By Harry McCracken | Wednesday, January 21, 2009 at 3:39 pm
I don’t want to start any wild, unfounded rumors, but I just got off Apple’s conference call on its quarterly financial results, and towards the end of the call Apple COO Tim Cook started getting very protective of Apple’s intellectual property in the form of iPhone related patents. In answer to a question about iPhone competitors, he had the following to say:
“We’re very, very comfortable with where we are competitively…we like competition, as long as they don’t rip off our [intellectual property]…and if they do, we’ll go after them.”
The questioner then brought up Palm’s upcoming Pre phone and its sophisticated multi-touch interface specifically. In response, Cook said:
“I don’t want to talk about any one company…but we will not stand for having our IP ripped off and will use whatever weapons are at our disposal. I don’t know how much clearer I could be than that.”

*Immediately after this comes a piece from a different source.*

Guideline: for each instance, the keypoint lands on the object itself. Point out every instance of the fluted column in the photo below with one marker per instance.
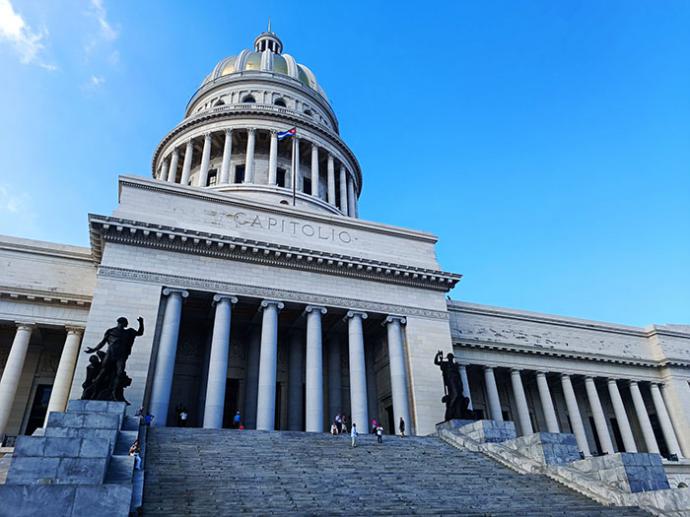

Okay, what should we make of that? Cook didn’t say that Apple’s about to sue Palm or any other company that makes an iPhone-like phone, but he surely unloaded a warning shot across the bow of any company that would make a phone that was too iPhone-like. And while he didn’t mention multi-touch specifically, Apple has a bunch of multi-touch patents that it surely filed to help keep the iPhone unique. Here’s a nifty drawing from a patent filed in 2006–love that antenna and the fact that the phone appears to be five times as big as its user’s hand!–which I didn’t include in my recent Apple-patent extravaganza:
Who else has a multi-touch phone? T-Mobile’s Android-based G1 doesn’t have multi-touch; RIM’s BlackBerry Storm does, although not in particularly iPhone-like form. All evidence suggests that the Pre will sport the most compelling touch-based interface alternative to the iPhone when it shows up (before mid-year in theory).
While the Pre has certain iPhone-esque characteristics, I’m more struck by the many things that are wildly imaginative about its interface; I’d hate to see attacked in court as an iPhone knockoff. Palm has presumably done its best to steer clear of Apple patents all along. So if Tim Cook’s comments this afternoon had a subtext, I hope that it wasn’t “We believe the Palm Pre violates our patents, and we’re not going to let that happen.”